Stems Cells in Kidney Disease-The Renal Stem Cell

Diagram of stem cell division and differentiation. A - stem cell; B - progenitor cell; C - differentiated cell; 1 - symmetric stem cell division; 2 - asymmetric stem cell division; 3 - progenitor division; 4 - terminal differentiation (Photo credit: Wikipedia)

One of the challenges of medicine and the hope of all those who turn to practitioners of the art of medicine is the search for a cure, something that makes you whole again. It is for this reason that research surrounding stem cells and the potential therapies to be derived from stem cells inspires strong emotional responses from lay persons as well as experienced research scientists. The fact is that we have never been closer than we are now to being able to cure many types of diseases that were previously considered chronic. The converse however is that much work needs to be done, some of that work being fundamental basic research into the nature of cell replication and the mechanism of determination of cell roles that make one cell a stem cell and another cell not.

The kidney has been regarded as an organ incapable of true regeneration. This label has resulted in the doctrine that renal diseases are never truly totally reversible. In fact to support this argument we see where researchers have now made it known that child hood nephrotic syndrome secondary to minimal change disease, once considered one of the most reversible types of renal damage may alter the kidney for life in ways that we do not understand, predisposing for further kidney disease in the future. We note with some trepidation research that shows that patients hospitalized with acute renal failure, even with recovery of renal function have an unexpectedly high rate of progression to require dialysis in the years ahead. Is anything truly acute in kidney disease anymore?

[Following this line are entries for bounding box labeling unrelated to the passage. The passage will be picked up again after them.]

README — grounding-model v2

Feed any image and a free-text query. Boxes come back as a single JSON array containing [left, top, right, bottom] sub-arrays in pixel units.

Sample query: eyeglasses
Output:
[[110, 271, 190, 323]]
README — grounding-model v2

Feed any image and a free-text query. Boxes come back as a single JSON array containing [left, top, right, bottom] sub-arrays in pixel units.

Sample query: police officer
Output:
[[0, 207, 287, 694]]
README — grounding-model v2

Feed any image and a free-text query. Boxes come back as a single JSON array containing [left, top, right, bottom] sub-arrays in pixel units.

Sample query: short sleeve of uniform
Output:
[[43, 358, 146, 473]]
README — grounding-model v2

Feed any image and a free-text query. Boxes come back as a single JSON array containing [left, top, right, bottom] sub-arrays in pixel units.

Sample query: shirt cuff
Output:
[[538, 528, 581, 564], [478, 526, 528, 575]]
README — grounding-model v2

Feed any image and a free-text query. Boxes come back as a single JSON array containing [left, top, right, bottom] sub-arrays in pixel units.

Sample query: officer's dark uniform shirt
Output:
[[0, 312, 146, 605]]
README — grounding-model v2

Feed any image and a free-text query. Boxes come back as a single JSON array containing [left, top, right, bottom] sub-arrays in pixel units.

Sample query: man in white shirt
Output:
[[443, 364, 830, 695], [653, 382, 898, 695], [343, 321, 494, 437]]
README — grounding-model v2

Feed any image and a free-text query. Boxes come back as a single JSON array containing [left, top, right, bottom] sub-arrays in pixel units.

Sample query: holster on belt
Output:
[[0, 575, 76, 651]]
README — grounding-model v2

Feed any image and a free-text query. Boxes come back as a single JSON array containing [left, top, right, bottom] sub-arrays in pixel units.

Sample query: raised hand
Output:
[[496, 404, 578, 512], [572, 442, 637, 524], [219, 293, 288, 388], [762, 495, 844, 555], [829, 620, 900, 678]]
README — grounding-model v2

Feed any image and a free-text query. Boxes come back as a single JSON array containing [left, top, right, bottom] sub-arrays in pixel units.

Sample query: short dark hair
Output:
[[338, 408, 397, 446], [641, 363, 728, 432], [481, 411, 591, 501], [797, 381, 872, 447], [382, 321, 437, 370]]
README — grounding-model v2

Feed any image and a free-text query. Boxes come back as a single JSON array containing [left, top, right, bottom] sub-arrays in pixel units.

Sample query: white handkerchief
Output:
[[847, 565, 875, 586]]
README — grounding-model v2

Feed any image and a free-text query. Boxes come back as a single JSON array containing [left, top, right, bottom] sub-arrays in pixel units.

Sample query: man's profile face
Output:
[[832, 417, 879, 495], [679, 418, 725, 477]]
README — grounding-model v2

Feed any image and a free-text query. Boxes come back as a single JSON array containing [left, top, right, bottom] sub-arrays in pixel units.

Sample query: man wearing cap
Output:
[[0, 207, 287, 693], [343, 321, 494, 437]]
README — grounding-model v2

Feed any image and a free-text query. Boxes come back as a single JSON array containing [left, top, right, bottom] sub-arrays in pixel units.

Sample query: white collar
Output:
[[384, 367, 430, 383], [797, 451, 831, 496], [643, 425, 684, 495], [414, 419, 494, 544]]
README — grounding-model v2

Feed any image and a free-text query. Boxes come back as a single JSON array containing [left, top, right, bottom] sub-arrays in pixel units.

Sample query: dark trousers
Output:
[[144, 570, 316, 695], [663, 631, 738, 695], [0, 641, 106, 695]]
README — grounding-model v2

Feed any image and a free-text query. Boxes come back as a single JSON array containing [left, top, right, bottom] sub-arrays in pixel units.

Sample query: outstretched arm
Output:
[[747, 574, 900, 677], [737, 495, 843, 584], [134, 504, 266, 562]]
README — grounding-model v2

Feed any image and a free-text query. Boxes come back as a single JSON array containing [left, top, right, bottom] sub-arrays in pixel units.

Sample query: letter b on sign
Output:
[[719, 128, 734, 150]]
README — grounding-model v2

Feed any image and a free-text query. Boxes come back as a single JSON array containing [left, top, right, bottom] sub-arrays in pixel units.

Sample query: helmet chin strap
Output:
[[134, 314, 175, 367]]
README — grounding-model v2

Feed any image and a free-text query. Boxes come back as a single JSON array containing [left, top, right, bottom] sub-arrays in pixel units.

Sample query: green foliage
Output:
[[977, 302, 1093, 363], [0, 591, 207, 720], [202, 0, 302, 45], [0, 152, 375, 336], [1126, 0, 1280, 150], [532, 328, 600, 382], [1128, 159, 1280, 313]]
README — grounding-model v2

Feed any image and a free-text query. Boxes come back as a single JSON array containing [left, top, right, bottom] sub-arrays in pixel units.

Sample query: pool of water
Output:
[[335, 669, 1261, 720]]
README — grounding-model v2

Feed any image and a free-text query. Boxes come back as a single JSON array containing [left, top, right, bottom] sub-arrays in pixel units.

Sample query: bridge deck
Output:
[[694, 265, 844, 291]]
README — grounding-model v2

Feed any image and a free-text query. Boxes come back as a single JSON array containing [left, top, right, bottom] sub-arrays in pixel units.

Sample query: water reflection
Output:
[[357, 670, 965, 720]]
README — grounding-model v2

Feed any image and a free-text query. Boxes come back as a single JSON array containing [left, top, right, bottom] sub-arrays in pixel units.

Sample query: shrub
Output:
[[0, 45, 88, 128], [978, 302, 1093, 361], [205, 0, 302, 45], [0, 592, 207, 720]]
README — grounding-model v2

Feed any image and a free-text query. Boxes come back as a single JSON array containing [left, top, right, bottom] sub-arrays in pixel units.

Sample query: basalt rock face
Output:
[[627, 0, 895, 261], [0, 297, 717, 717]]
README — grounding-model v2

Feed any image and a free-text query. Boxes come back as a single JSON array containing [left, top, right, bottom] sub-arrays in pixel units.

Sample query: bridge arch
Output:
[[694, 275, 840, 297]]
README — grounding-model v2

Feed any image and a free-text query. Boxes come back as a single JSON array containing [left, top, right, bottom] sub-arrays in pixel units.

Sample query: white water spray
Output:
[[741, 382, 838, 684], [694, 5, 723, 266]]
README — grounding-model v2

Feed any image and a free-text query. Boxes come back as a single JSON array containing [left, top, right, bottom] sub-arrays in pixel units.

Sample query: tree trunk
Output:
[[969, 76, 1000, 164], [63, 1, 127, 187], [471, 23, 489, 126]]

When we speak to patients about their condition we are trained to avoid mentioning the word cure or reversal and lean more towards statements such as slow and retard progression of kidney disease. The impression we give is that chronic kidney disease tends to be an ominous relentless process that all of our technology and treatment methods combined will only slow.

This is why the promise of stem cell therapy for the kidney becomes so important. This explains why people will fly across the globe spending large sums of money for pseudoscientific therapy. It is because the proponents of pseudoscientific stem cell therapies make it their business to use the words that we are told not to, "cure", "reverses all damage", "regenerate", to name a few.

It therefore becomes vital to separate the pseudoscience from the science. That is exactly what Little and Bertram's article in the Journal of The American Society of Nephrology seeks to do while lighting the way for future research. Unfortunately the people in need of this knowledge are most unlikely to ever read it.

So where is the kidney stem cell, the one true cell that can become all other parts of the kidney. The cell that by itself if necessary will regrow the entire organ. Such a cell sadly has never been found and is unlikely to exist anywhere outside of science fiction. What does exist however is a cell with some classic features of a stem cell in that it may divide indefinately and has not been predetermined to become one specific type of cell only.

The hope is that cells of this nature will still be useful in kidney disease either by being able to replace diseased cells with new healthy cells or by just being in the same vicinity of diseased cells somehow produce chemicals that stimulate the diseased cells to shrug off the damage and get back to doing their job. One area of the kidney where the process of regeneration does occur is the tubule of the kidney. One of the most recognizable renal diseases and most common cause of acute renal failure is ATN, acute tubular necrosis. In this disease cells within the tubules of the kidney spontaneously die falling into the tubule and blocking them in the process. This causes renal failure, however in time brand new cells grow and replace the cells lost and the tubule is as good as new.

Diseases and conditions where stem cell treatment is promising or emerging. (See Wikipedia:Stem cell#Treatments). Bone marrow transplantation is, as of 2009, the only established use of stem cells. Model: Mikael Häggström. To discuss image, please see Template talk:Häggström diagrams (Photo credit: Wikipedia)

Where do these new cells come from? do they travel from the bone marrow from a stem cell source located there that produces the exact kind of tubule cell needed? Are they derived from the border of the glomerulus and the tubule implying a source of cells similar to stem cells within the kidney itself. Recently Appel et. al. have suggested the latter is actually the case. This may explain why the kidney cannot regenerate the tubule too many times. If this source or pool of "stem like" cells are used up with repeated acute diseases of the kidney then the kidney may lose its ability to regenerate. It is even possible that these cells are there to repair some of the natural damage of aging and by forcing them to be used in an episode of ATN we reduce the kidney's resistance to the wear and tear of the aging process.

Stem cell therapy is a very important evolving area of medical science. Understanding stem cells increases our understanding of many areas of medical physiology that had lagged behind the frontier of medicine. It is likely to continue to drive research at a rapid pace based on the perceived light at the end of the tunnel....the ability to use the word cure more readily and frequently.